I saw her glance down at Abigail—still fast asleep, out cold.
“In a way, it’s hard not to blame her,” Hayley said. “He says we have to be a hero to the goddess. He means Abigail—this is all for her. He doesn’t care who suffers as long as he gets his answers. So she can live. He thinks if he can induce seizures in us, he can figure out a way to stop them in her.”
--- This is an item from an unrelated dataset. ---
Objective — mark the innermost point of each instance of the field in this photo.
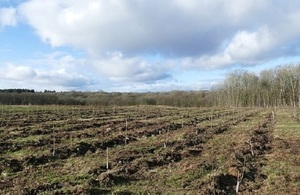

I stared down at the sleeping girl. I remembered that her seizures, and their serious underlying cause, were the reason she had left school. It was obvious that Fitch loved Abigail very much, in order to do what he was doing. I understood sibling love as well as—better than—most people. I would have said it was impossible to love anyone more than I did Eloise. But would I sacrifice other people’s lives for her? Because it seemed pretty clear he was doing just that, to find a cure for his sister.
“They’re terrible,” Hayley said, shivering. “Her seizures. I hate when she has them. It’s almost as if she’s possessed—by a spirit, an awful force that wants to destroy her. A demon.”
“It’s not a demon,” I said. “Fitch’s whole thing is science and medicine. That’s how he’s going about it. He thinks it’s the only way to get credit, make his mother love him. All our friends know it—we just didn’t realized that he was hurting people to do it.” But then I thought of what Minerva had said about the alchemy of gold dust, the magic of the Hammer of Witches , and wondered if Fitch was really as scientific as he made himself out to be.
As if Abigail knew we were talking about her, she moaned in her sleep and turned over in her bed. Now that I had promised Hayley we were going to escape, all I had to do was come up with a plan to accomplish the impossible. But I was exhausted. I tried my best to fight through it.
I told myself I wouldn’t fall asleep in that attic, wouldn’t give in to exhaustion and lie down on one of the mattresses lined up against one wall, but I couldn’t help it. With all the adrenaline I’d been running on all day, my limbs felt like they were filled with sand. I yawned, and Hayley saw.
“Lie down,” she said. “Get some rest.”
“I have to stay alert, to be ready for him,” I said.
“You can’t be ready for anything if you’re falling asleep on your feet. Don’t worry—I’ll stay awake.”
“Promise you’ll wake me up if he comes back?” I asked.
“Yes,” she said.
So I walked over to a mattress and flopped onto it. My eyelids fluttered, and just before I drifted off into sleep, thoughts of gold dust, magic, and the Hammer of Witches flashed through my mind. I saw Hayley sitting cross-legged on the floor beside me, gazing at me, keeping watch over me, the way I wished more than anything that I could have kept watch over Eloise. Shades of gold flashed behind my eyelids, and I tumbled into a deep sleep.